Symantec Access Management

  • Private Community
 View Only

  • 1.  LDAP 81 error,but ldapsearch works

    Posted Nov 03, 2016 01:42 PM

    On my R1252CR4 Policy Server, there is a working AD connection over SSL. All of a sudden one day it failed to work.

    Telnet to ldap:3269 is sucessful

    When I run LDAP search, using

     

     ldapsearch -D "userdn" -w pwd -h ldap -p 3269 -b "dc=com" -s base "objectClass=
    *" -P /opt/netegrity/siteminder/sslcerts/cert8.db , I get successful response.

     

    Every 30 sec, My smps.log shows: 

    SmDsLdapConnMgr Bind. Server ldap : 3269. Error 81-Can't contact LDAP server

     

     smtrace after enabling every component and Data value: 

     

    [11/03/2016][12:39:41][3610741616][][SmDsLdapConnMgr.cpp:909][][][][][][][][][][][][][LogMessage:ERROR:[sm-Ldap-01370] SmDsLdapConnMgr Bind. Server ldap : 3269. Error 81-Can't contact LDAP server][5786][12:39:41.525][][][][][][][][][][][][][][][][][][][][][][][][][][][][][][][][][][][][][][][][][][][][][][]

     

    Anyone can throw light?

     

    Same LDAP , same cert is being used from other policy servers and they seem to work well, atleast for now.

     

    Appreciate any help on further troubleshooting this issue.

     

    Policy server has been restarted multiple times..

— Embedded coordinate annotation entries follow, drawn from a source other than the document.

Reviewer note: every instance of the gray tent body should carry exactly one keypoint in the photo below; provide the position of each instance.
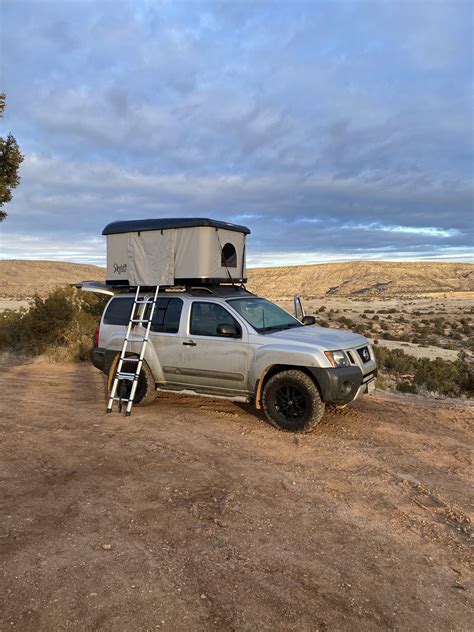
(169, 252)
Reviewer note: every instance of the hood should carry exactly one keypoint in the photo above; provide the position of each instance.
(330, 339)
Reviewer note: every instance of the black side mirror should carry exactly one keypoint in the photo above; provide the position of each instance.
(227, 330)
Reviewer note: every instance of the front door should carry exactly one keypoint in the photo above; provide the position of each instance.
(210, 360)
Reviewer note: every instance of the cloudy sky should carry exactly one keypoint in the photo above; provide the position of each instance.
(335, 130)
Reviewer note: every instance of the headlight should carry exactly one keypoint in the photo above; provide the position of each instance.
(337, 358)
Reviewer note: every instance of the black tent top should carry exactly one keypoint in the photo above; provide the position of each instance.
(139, 225)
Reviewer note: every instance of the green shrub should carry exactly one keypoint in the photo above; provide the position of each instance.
(406, 387)
(438, 376)
(65, 320)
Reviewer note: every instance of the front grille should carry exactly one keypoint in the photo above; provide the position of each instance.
(351, 357)
(364, 354)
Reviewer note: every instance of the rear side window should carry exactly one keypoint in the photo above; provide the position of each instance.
(118, 311)
(206, 317)
(167, 315)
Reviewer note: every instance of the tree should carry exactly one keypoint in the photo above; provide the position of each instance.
(10, 160)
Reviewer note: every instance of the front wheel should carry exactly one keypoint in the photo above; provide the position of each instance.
(291, 401)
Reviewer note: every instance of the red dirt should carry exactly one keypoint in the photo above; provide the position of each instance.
(194, 514)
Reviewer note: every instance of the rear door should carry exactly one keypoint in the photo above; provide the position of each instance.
(165, 336)
(209, 360)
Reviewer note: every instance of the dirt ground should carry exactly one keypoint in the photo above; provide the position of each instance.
(193, 514)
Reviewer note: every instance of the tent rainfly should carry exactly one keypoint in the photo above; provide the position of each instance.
(169, 252)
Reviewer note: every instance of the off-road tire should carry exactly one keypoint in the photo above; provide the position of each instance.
(292, 402)
(146, 391)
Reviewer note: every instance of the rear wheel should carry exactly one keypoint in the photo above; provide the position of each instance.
(146, 391)
(292, 402)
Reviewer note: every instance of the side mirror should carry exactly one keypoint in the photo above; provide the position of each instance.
(227, 330)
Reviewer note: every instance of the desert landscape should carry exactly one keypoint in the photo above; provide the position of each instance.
(196, 514)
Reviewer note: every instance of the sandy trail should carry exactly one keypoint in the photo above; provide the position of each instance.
(215, 521)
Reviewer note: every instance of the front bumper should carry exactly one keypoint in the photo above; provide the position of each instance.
(341, 385)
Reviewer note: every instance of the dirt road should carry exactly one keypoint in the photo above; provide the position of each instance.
(195, 515)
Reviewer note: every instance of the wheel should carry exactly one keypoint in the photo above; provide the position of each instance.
(146, 392)
(292, 402)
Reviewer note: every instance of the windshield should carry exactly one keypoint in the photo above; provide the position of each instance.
(264, 316)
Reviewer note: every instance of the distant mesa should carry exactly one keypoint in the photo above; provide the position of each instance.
(20, 279)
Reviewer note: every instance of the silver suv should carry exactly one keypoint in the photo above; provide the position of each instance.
(224, 341)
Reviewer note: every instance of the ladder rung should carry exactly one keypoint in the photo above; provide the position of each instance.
(125, 376)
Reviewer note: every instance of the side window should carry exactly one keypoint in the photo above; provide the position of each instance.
(118, 311)
(167, 315)
(229, 256)
(206, 317)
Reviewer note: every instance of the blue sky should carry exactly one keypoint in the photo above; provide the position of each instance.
(335, 130)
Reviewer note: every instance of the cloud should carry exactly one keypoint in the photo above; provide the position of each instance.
(340, 130)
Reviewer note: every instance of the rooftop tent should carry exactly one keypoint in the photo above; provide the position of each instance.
(169, 252)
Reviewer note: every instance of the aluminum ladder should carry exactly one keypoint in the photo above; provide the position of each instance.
(124, 376)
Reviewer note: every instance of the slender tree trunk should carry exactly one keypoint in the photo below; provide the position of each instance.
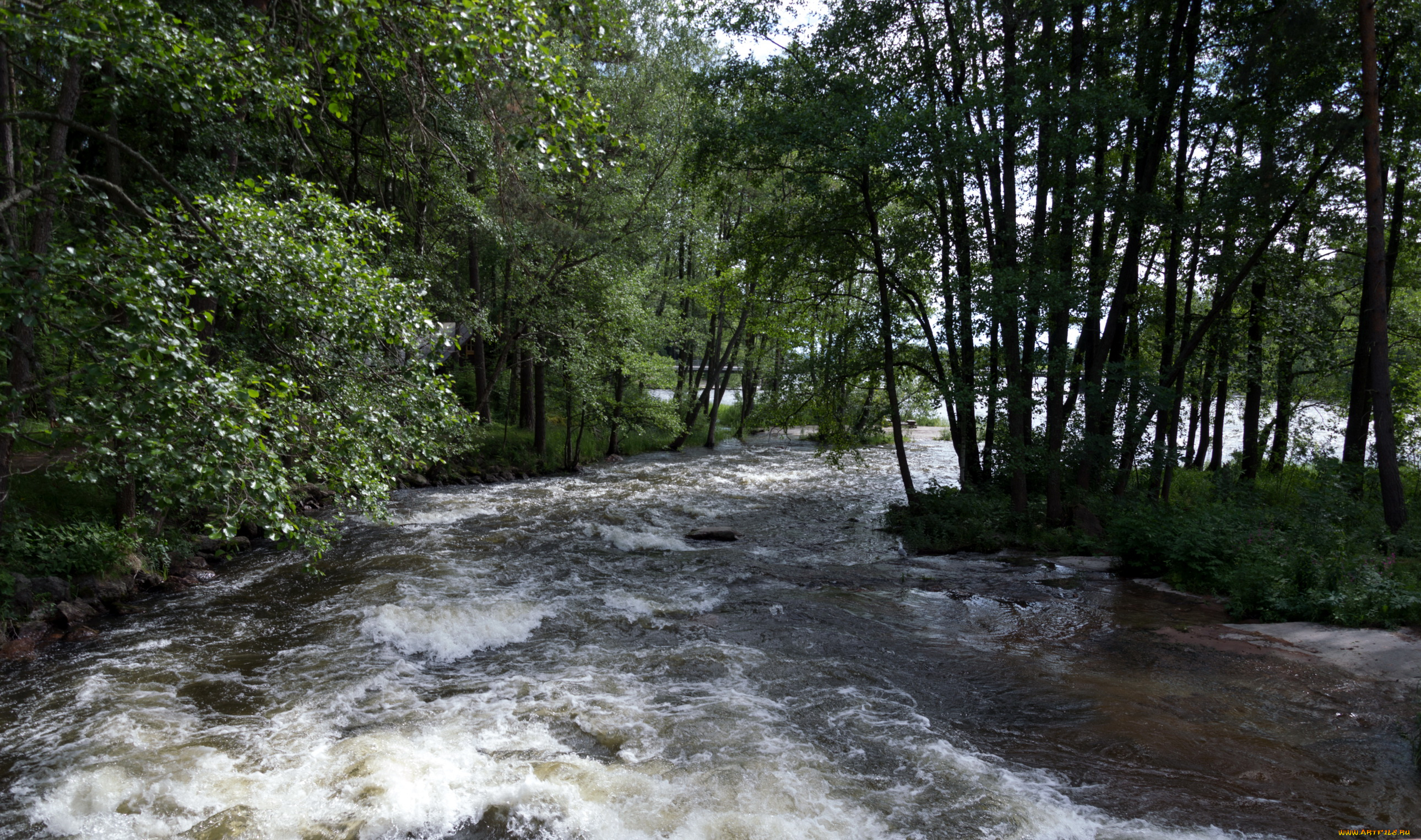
(526, 398)
(749, 373)
(1206, 403)
(481, 364)
(21, 330)
(1373, 323)
(619, 390)
(1284, 417)
(992, 393)
(540, 410)
(719, 394)
(1221, 401)
(887, 340)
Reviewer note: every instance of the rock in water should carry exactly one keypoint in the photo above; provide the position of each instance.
(82, 633)
(76, 613)
(721, 535)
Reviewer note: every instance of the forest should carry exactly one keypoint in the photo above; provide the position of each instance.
(282, 251)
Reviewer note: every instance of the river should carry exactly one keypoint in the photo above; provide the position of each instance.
(552, 659)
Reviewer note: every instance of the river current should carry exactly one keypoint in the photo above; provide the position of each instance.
(552, 659)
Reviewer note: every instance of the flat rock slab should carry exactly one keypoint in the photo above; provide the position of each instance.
(1084, 563)
(721, 535)
(1392, 655)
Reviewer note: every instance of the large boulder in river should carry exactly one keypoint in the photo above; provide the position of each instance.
(721, 535)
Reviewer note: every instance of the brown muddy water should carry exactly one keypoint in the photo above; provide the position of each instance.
(552, 660)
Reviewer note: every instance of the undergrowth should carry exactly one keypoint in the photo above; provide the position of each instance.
(1300, 545)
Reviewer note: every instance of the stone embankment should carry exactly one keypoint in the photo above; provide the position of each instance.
(50, 610)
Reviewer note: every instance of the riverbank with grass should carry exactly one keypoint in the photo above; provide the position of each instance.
(64, 560)
(1299, 545)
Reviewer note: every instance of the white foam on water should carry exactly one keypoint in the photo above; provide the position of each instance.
(576, 736)
(451, 628)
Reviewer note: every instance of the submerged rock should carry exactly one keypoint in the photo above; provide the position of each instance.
(721, 535)
(76, 613)
(19, 648)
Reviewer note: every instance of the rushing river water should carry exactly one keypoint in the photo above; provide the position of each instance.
(550, 659)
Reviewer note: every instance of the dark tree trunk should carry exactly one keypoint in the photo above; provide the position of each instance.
(619, 390)
(1373, 323)
(21, 330)
(526, 388)
(1284, 417)
(749, 371)
(481, 364)
(1206, 403)
(1221, 401)
(887, 340)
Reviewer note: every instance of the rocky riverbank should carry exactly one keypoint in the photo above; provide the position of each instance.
(50, 610)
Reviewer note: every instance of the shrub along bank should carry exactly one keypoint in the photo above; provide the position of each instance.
(1299, 545)
(63, 562)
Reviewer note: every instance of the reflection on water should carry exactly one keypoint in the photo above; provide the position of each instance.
(550, 659)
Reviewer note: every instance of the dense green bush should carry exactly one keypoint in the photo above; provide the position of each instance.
(1300, 545)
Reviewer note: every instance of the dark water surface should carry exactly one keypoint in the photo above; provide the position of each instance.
(550, 659)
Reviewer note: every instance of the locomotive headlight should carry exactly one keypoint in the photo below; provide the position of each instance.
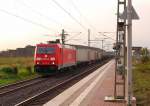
(52, 58)
(38, 58)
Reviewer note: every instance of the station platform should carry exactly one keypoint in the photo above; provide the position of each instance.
(91, 90)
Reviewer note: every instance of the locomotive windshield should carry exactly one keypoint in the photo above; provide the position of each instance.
(45, 50)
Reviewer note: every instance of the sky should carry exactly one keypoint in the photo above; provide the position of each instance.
(28, 22)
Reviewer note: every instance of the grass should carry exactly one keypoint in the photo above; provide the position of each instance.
(141, 83)
(23, 69)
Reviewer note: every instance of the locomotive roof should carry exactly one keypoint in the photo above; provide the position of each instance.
(67, 45)
(86, 47)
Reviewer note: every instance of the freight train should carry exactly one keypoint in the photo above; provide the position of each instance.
(54, 57)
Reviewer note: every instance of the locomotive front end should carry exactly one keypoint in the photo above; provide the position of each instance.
(45, 59)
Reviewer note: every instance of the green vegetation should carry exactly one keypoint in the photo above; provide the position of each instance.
(13, 69)
(141, 82)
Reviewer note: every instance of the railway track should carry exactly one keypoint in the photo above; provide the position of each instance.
(43, 97)
(28, 90)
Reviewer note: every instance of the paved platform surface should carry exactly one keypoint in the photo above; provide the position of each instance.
(90, 91)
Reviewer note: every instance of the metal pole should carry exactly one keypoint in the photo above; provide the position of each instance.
(102, 47)
(89, 37)
(129, 53)
(63, 36)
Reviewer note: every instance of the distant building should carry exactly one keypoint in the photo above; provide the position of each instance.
(28, 51)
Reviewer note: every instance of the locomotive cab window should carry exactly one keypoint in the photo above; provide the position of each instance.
(45, 50)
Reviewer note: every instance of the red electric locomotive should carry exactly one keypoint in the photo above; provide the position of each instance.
(50, 58)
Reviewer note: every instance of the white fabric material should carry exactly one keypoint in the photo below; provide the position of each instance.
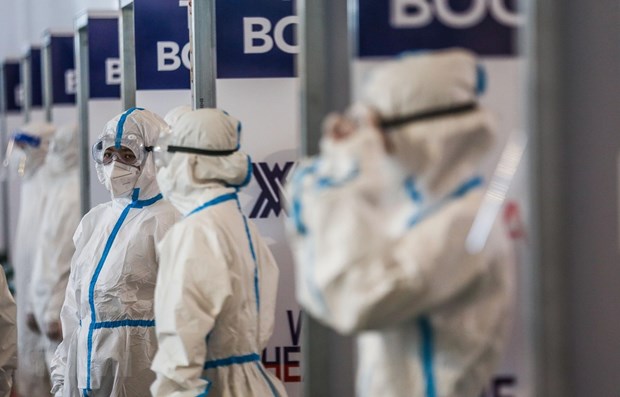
(210, 129)
(32, 377)
(8, 337)
(174, 114)
(120, 179)
(217, 285)
(35, 157)
(59, 220)
(113, 271)
(379, 240)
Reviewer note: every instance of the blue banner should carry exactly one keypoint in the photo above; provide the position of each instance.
(255, 39)
(162, 45)
(63, 70)
(36, 78)
(103, 58)
(12, 83)
(390, 27)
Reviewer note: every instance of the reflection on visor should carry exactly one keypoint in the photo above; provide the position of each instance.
(27, 140)
(130, 151)
(163, 151)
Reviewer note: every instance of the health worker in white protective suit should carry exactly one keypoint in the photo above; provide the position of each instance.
(8, 337)
(59, 220)
(32, 376)
(107, 318)
(378, 228)
(217, 285)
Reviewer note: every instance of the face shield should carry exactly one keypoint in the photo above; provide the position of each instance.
(129, 150)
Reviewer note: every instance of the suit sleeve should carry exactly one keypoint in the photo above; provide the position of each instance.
(188, 298)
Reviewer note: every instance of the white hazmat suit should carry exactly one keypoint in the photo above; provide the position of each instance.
(379, 239)
(107, 317)
(58, 223)
(217, 286)
(8, 337)
(32, 377)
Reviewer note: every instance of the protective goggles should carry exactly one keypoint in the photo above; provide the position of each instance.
(128, 150)
(164, 150)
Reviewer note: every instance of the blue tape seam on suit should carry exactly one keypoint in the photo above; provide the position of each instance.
(91, 290)
(426, 354)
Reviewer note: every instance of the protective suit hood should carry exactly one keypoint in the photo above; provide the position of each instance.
(175, 114)
(147, 126)
(35, 156)
(186, 177)
(63, 150)
(439, 151)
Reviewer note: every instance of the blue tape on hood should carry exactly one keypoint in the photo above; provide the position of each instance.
(121, 125)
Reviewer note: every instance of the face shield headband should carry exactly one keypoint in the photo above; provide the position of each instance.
(163, 151)
(388, 124)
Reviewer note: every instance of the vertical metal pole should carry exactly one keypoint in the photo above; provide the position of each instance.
(46, 68)
(83, 93)
(26, 78)
(548, 202)
(324, 70)
(5, 182)
(128, 53)
(203, 46)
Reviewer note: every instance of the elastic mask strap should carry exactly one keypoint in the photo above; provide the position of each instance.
(204, 152)
(432, 114)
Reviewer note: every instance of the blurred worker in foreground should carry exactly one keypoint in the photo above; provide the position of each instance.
(107, 317)
(378, 228)
(8, 337)
(59, 220)
(32, 377)
(217, 284)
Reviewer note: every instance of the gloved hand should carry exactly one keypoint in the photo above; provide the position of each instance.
(32, 323)
(54, 331)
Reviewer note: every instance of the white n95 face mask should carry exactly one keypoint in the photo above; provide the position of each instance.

  • 2.  Re: LDAP 81 error,but ldapsearch works

    Posted Nov 03, 2016 02:40 PM

    Hmm sounds interesting


    Few questions:


    1. So the view contents fails to fetch any record for this AD?

    2. Does the non SSL port 3268 works?

    3. Did you compare working vs non working Policy server registry for any difference? For e.g the referral related registry may have some influence to such behaviour.

    4. Will you be able to get the private key used for this secure connection? As that will be needed to decrypt the wireshark trace and review the failing LDAP calls:

    https://wiki.wireshark.org/SSL#Wireshark





  • 3.  Re: LDAP 81 error,but ldapsearch works

    Posted Nov 03, 2016 05:09 PM

    Hi Anil,

     

    You mentioned this is AD connection over SSL and was working before, worth checking on the server certificate validity (that was added to the certificate database file).



  • 4.  Re: LDAP 81 error,but ldapsearch works

    Posted Nov 03, 2016 05:42 PM

    Doubt that is the case as ldapsearch ssl connection works on the same policy server with the same certificate 



  • 5.  Re: LDAP 81 error,but ldapsearch works
    Best Answer

    Posted Nov 04, 2016 06:16 PM

    Upon further checking, I noticed, 'Secure Connection' Check box was unselected. This is a working config until it broke, and noone has authority to do make changes except me. All is well now. Have to go through audit details to see what happened. Thank You all for your suggestions.